The central dilemma is between stopping abusive, automated, or targeted downcoding that strips legitimate provider revenue and preserving carriers’ ability to correct miscoding, prevent fraud, and control costs efficiently; the bill tilts toward stronger provider protections at the cost of added review, compliance expense, and potential adjudication delays.

The statute raises several implementation and boundary questions. First, distinguishing legitimate coding correction from unlawful downcoding will often hinge on documentation quality and the carrier’s process; carriers that already perform clinically rigorous reviews can comply more easily than those relying on automated adjudication.

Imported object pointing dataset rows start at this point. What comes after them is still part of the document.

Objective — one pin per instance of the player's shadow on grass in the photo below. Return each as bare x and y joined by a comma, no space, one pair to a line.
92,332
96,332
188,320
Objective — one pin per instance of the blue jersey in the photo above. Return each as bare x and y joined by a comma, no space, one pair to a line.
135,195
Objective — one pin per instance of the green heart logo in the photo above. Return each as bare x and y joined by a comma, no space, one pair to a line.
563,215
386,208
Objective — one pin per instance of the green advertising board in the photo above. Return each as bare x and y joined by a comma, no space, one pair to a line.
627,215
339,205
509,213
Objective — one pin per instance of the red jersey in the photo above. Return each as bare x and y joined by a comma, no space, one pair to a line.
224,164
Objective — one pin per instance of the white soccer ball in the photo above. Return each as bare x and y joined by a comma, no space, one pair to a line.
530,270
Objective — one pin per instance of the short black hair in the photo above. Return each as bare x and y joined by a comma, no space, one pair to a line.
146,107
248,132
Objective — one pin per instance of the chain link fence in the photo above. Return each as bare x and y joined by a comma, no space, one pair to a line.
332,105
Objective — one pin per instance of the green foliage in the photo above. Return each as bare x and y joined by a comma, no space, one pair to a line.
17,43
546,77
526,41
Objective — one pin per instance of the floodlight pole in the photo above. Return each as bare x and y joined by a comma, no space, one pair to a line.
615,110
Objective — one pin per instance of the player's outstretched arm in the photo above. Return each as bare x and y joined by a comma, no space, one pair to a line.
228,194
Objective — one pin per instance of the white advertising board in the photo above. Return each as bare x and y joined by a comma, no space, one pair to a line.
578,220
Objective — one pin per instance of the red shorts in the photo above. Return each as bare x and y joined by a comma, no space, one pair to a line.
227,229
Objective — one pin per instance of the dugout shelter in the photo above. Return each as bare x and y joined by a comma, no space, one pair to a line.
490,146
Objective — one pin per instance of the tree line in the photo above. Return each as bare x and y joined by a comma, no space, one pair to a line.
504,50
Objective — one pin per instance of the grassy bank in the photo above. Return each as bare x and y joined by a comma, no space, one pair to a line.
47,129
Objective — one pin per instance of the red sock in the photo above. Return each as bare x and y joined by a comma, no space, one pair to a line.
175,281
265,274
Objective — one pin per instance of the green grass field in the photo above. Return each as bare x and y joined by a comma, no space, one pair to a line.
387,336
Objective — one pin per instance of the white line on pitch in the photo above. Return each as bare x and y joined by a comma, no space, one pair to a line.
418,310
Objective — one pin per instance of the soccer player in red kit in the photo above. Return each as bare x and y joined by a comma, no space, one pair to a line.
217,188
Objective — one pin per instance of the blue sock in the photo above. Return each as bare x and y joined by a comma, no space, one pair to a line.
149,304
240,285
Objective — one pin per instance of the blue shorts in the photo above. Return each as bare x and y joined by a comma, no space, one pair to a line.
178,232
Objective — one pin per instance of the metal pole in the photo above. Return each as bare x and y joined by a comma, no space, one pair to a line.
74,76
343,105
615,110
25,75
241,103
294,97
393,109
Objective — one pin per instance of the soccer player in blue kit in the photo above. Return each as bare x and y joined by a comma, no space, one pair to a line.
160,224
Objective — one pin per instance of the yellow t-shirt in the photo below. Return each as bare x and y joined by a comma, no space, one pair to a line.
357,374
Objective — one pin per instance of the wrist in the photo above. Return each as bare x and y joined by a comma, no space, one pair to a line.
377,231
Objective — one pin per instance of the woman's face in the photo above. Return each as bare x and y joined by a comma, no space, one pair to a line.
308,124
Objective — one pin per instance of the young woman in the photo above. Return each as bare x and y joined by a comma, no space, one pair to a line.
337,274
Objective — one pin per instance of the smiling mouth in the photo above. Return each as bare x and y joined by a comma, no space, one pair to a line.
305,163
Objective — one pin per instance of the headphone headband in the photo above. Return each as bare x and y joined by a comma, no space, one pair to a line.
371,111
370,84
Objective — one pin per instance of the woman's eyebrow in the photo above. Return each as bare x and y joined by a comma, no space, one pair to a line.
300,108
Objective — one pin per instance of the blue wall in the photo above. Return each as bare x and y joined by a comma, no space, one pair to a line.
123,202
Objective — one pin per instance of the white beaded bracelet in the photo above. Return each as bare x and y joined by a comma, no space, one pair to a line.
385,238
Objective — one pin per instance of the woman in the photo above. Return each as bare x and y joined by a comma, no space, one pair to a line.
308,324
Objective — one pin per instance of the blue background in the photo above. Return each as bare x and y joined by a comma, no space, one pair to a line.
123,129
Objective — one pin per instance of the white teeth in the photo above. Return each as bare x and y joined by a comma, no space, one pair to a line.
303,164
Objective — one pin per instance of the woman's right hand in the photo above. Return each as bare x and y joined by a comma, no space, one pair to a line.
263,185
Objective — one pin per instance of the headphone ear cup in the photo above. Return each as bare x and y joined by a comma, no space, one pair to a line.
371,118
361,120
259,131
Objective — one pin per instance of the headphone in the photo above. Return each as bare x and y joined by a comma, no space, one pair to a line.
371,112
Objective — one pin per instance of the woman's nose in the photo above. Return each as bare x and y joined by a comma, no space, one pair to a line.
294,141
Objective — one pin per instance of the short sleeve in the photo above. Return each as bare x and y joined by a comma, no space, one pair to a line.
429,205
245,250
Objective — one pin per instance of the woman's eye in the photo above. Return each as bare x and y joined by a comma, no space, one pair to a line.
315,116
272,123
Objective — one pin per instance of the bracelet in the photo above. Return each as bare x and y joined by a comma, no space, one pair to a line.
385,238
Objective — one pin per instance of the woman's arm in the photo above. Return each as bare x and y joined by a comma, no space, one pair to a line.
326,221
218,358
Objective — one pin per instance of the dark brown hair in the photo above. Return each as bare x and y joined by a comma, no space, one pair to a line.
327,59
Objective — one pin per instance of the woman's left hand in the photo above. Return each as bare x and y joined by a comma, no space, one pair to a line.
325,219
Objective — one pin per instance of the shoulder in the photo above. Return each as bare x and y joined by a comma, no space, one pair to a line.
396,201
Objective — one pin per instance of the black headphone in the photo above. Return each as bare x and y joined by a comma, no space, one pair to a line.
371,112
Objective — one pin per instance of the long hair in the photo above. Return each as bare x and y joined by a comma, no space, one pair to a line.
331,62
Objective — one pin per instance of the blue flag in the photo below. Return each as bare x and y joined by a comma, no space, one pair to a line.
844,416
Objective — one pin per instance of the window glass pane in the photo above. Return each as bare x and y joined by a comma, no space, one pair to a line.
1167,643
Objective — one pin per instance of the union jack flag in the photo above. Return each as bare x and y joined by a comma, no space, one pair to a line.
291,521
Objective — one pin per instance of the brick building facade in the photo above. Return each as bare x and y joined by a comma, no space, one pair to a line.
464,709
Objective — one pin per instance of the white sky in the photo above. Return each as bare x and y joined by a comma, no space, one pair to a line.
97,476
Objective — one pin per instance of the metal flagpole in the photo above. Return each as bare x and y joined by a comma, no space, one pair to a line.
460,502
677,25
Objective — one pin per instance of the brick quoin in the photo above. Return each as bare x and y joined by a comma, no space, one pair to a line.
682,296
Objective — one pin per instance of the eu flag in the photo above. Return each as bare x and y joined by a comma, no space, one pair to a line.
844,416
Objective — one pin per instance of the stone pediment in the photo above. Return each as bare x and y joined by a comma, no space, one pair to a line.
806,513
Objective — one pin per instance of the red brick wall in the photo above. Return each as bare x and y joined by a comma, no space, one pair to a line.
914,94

The physician‑review requirement improves clinical legitimacy but raises timing and cost issues: obtaining a specialty‑appropriate, clinically experienced physician reviewer for every disputed claim may slow adjudication and increase review expenses.

The bill restricts algorithmic downcoding without clinical review but does not ban the use of AI for triage or risk‑scoring; regulators and carriers will have to define how automated tools fit into a compliant workflow. Reporting aggregated by zip code improves transparency but could create large data pipelines and privacy/aggregation challenges and will require the Commissioner to develop analytic thresholds.

Finally, the law applies to carriers under Maryland insurance law; its practical reach to self‑insured ERISA plans is uncertain and could leave a meaningful portion of the market outside these protections, producing uneven outcomes for providers depending on a patient’s plan type.